Agora, pela primeira vez, um vírus atacou o planeta inteiro, causando milhares de mortes sem poder detê-lo devido à sua rápida disseminação, pois vivemos em uma cultura globalizada com um grande movimento de pessoas que viajam para todos os continentes e podem ser portadores da epidemia.
A Terra já perdeu o equilíbrio e está procurando um novo. E este novo poderia significar a devastação de partes importantes da biosfera e uma parte significativa da espécie humana.
Isso acontecerá, mesmo se não soubermos quando ou como, dizem biólogos famosos. Se o temido NBO (The Next Big One) chegar, o próximo grande vírus devastador, poderia, segundo o pesquisador da USP Prof. Eduardo Massad, levar à morte de cerca de dois bilhões de pessoas, reduzindo a expectativa de vida geral de 72 para 58 anos. Outros até temem o fim da espécie humana.

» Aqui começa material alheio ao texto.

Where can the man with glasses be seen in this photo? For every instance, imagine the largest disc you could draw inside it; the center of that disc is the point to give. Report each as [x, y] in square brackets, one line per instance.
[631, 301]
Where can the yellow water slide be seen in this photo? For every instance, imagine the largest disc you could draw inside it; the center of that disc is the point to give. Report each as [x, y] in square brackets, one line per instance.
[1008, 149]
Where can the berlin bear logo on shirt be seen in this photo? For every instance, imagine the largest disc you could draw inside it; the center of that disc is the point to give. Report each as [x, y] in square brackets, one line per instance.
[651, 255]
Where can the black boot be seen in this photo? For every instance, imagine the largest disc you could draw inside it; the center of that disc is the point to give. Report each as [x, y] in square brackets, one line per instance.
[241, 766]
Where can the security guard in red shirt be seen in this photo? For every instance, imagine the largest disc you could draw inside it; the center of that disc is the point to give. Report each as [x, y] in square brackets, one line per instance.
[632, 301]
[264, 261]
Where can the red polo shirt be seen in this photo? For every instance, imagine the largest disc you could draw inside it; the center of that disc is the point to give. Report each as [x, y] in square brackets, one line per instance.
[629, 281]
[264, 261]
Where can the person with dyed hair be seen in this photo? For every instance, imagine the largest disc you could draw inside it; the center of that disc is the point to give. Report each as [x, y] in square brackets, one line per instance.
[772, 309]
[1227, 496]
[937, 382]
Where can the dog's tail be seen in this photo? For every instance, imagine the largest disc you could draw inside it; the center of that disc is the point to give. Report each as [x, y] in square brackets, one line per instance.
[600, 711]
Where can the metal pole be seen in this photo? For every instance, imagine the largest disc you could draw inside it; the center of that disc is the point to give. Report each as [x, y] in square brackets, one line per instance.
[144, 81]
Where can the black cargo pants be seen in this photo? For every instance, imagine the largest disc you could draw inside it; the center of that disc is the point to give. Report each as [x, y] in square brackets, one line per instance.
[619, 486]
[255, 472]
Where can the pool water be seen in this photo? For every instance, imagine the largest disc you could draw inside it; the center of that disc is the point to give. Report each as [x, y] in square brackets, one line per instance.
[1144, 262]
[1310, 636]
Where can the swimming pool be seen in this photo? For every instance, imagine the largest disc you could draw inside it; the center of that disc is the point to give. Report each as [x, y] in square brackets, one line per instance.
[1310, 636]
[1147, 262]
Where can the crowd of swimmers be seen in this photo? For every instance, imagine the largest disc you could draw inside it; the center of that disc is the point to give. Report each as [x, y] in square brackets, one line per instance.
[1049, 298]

O fato é que já estamos na sexta extinção em massa. Segundo alguns cientistas, inauguramos uma nova era geológica, a do antropoceno e sua expressão mais prejudicial, o necroceno. A atividade humana (antropoceno) é responsável pela produção em massa da morte (necroceno) dos seres vivos.
Os vários centros científicos que monitoram sistematicamente o estado da Terra confirmam que, ano após ano, os principais elementos que perpetuam a vida (água, solo, ar puro, sementes, fertilidade, clima e outros) estão se deteriorando dia a dia. Quando tudo isso vai acabar?
O dia da Superação da Terra ocorreu em 29 de julho de 2019. Isso significa que naquela data todos os recursos naturais disponíveis e renováveis para esse ano já haviam sido consumidos. A Terra ficou vermelha, com um cheque aberto.
Como podemos parar esse esgotamento de recursos? Se insistirmos em manter o nível atual de consumo, especialmente o consumo caro, devemos exercer mais violência contra a Terra, forçando-a a nos dar o que não tem mais ou que não pode mais substituir.
A reação da Terra se manifestou por eventos extremos, como a turbulência extrema da tempestade catarinense no final de junho (no Brasil) e por ataques de vários tipos de vírus conhecidos: zika, chicungunya, ebola, sars, o atual coronavírus e outros. Também devemos incluir o crescimento da violência social, pois a Terra e a humanidade constituem uma única entidade relacional.
Ou mudamos nosso relacionamento com a Terra viva e com a natureza ou teremos que lidar com vírus novos e mais poderosos que podem aniquilar milhões de vidas humanas. Nosso amor à vida, a sabedoria humana dos povos e a necessidade de cuidados nunca foram tão urgentes.
* Leonardo Boff é um ecoteólogo e escritor. Ele escreveu o livro O Covid-19: A Mãe Terra contra Ataca a Humanidade, que será publicado pela Editora Vozes este ano.